Dr Lenda tłumaczy, że w podejściu do zieleni w miastach są dwa główne nurty: land sharing i land sparing.
„Land sharing” zakłada, że w bliskim otoczeniu człowieka powinno być dużo terenów zielonych, dostępnych dzikiej przyrodzie. Zgodnie z tą filozofią – powszechne powinny być w miastach przydomowe ogrody i zieleń między domami, by mogły się tam osiedlać zwierzęta i rośliny (niezłym przykładem są np. dzielnice Warszawy projektowane w czasach PRL).

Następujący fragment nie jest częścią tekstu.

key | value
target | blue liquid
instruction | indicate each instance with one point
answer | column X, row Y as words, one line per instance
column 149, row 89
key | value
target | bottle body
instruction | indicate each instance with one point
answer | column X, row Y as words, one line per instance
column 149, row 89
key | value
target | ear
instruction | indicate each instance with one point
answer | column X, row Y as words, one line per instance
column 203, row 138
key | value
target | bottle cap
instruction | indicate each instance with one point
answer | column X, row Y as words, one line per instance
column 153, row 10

Z kolei „land sparing” zakłada zagęszczanie terenu zajmowanego przez ludzi, aby oszczędzić więcej terenu dla dzikiej przyrody i tworzyć tam ogromne parki, lasy, z których mogą korzystać zarówno ludzie, jak i dzika przyroda (najbardziej jaskrawym przykładem takiego podejścia jest Nowy Jork, gdzie pośrodku asfaltowej dżungli wytyczono wielki Central Park).
Najlepszym rozwiązaniem – uważa dr Lenda – jest połączenie tych dwóch podejść – obecność w mieście zarówno zieleni przy domach, jak i dużych terenów zielonych. W analizach trendów w czasie lockdownu pokazano jednak realny wpływ land sharingu na samopoczucie mieszkańców.